According to Dr Lily Sema, Principal of Kohima Science College, despite the centuries of oppression, deprivation, violence, brutalities, burden of climate change, and poverty, women are fighting for a better world.
However, she said, “Women being insuppressibly strong and remarkably resilient, are fast catching up. They are showing that they can shine in what we call – a man’s world.”
During the International Women’s day celebration organised by the Task Force for Music and Arts (TaFMA) at RCEMPA in Jotsoma, she highlighted how the Naga society is witnessing the emergence of brilliant women in various fields by overcoming struggles of gender inequalities, undergoing a lot of hardships to be where they are.

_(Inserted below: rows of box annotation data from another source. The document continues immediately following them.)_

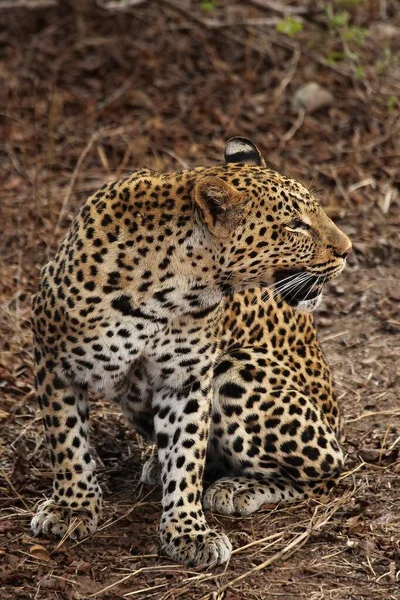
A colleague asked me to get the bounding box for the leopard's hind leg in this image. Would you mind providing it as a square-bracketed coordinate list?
[204, 349, 343, 514]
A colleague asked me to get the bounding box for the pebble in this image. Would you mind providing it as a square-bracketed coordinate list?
[292, 81, 334, 113]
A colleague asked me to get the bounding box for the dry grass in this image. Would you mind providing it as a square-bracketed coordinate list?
[0, 0, 400, 600]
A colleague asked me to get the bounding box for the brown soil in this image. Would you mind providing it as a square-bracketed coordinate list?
[0, 0, 400, 600]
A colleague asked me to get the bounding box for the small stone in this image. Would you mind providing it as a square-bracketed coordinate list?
[370, 23, 400, 41]
[292, 81, 334, 113]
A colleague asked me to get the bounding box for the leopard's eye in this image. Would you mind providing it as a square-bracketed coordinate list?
[285, 217, 311, 232]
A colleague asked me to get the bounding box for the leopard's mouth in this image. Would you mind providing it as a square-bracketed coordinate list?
[273, 269, 324, 306]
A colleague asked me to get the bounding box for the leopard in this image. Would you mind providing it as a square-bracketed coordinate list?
[31, 137, 351, 567]
[141, 284, 344, 516]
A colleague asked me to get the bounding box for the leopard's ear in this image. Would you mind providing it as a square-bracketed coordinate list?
[194, 176, 246, 237]
[225, 137, 265, 167]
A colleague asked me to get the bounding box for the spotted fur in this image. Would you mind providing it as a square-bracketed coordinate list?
[32, 138, 350, 566]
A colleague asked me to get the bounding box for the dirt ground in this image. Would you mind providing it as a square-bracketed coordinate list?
[0, 0, 400, 600]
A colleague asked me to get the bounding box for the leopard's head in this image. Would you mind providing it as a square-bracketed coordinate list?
[195, 138, 351, 310]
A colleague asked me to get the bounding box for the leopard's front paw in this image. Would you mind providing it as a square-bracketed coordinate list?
[161, 529, 232, 567]
[203, 477, 266, 516]
[31, 499, 101, 539]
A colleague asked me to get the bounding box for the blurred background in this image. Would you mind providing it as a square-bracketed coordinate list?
[0, 0, 400, 600]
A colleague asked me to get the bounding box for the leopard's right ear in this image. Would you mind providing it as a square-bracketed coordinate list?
[194, 176, 246, 238]
[225, 137, 266, 167]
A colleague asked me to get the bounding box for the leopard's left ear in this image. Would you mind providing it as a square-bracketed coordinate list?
[194, 176, 246, 238]
[225, 137, 266, 167]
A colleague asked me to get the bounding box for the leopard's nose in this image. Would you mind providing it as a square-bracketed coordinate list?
[333, 244, 351, 259]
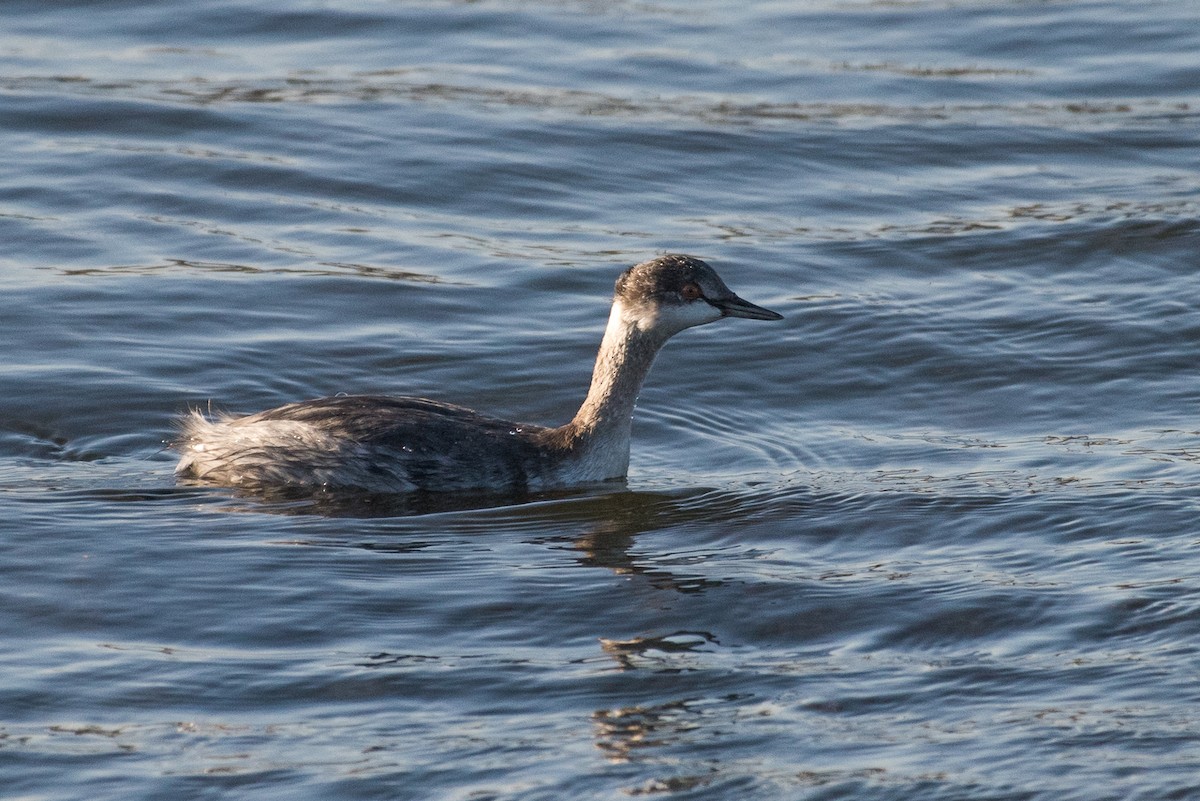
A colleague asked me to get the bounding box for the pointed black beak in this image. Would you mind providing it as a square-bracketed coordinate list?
[704, 295, 784, 320]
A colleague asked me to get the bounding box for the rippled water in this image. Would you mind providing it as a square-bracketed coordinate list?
[0, 0, 1200, 801]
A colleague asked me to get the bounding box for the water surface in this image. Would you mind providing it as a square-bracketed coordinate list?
[0, 0, 1200, 801]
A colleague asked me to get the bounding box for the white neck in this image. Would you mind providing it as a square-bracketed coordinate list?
[564, 300, 670, 480]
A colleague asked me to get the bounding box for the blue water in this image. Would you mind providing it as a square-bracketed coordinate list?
[0, 0, 1200, 801]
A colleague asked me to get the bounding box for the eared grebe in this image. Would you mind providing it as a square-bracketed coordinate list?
[175, 255, 781, 493]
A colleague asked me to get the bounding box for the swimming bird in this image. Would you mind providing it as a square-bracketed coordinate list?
[175, 254, 782, 493]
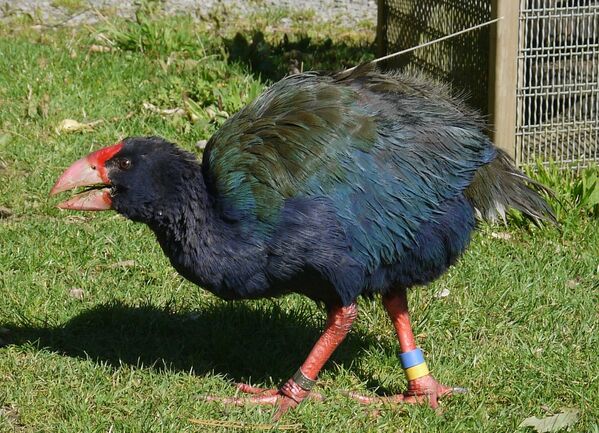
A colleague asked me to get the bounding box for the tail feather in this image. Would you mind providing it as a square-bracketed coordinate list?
[465, 149, 557, 224]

“These women are resilient, meticulous and multitaskers with excellent managerial skills and make great leaders both at grassroots levels and in power,” she added.
In terms of women’s participation in the decision-making processes, she said that the role of women is critical to effective climate action. Sema thinks so as women have unique knowledge and experience, particularly at the local level.
On the topic of women’s equality, she said, “Women’s equality should bring a difference in attempts of sustainability, entrepreneurship, education, sanitation and society as a whole. Equality will never happen unless we all believe that we are equal.”
According to her, women remain an integral part of human community and that it will be impossible to consider socio-economic and social transformation without women playing their due developmental role.
For a sustainable development and a sustainable future, she advised the need for women to come out of the societal misconception of female inferiority, eliminate the existing issues of women’s marginalization and exclusion, discrimination and atrocities in the name of culture, custom and religion in the society .
The ultimate aim, she said, is to create a better gender-neutral society for which understanding the different facets of a woman’s life is instrumental in achieving it.
She also acknowledged men who are lending a hand for a better world for both women and men. Further, she challenged all women to be the change-makers in the society.
Women’s desire to work for gender equality
On the occasion, Mercy Tetseo of the famed Tetseo Sisters shared her desire to work for justice and gender equality. Speaking about her personal experience, she shared how the folk band was initially criticised for the work they do, citing how people questioned on how the female band will make money out of folk music, even criticised for travelling to various places to perform.
Despite the criticisms, she shared how the band has emerged to gain a foothold in the music industry, passing on the cultural legacy taught to them by their parents.
Humbly saying that her contribution to society has just begun, she expressed hope to inspire the youth to follow their dreams and take up challenges.
Meanwhile, the celebration was attended by students – both male and female. During the ceremony, Dr Theyiesinuo Keditsu, assistant professor at Kohima college, recited a poem. Female artists Imnainla (guitarist) and Akhrole Keyho (singer) performed for the gathering.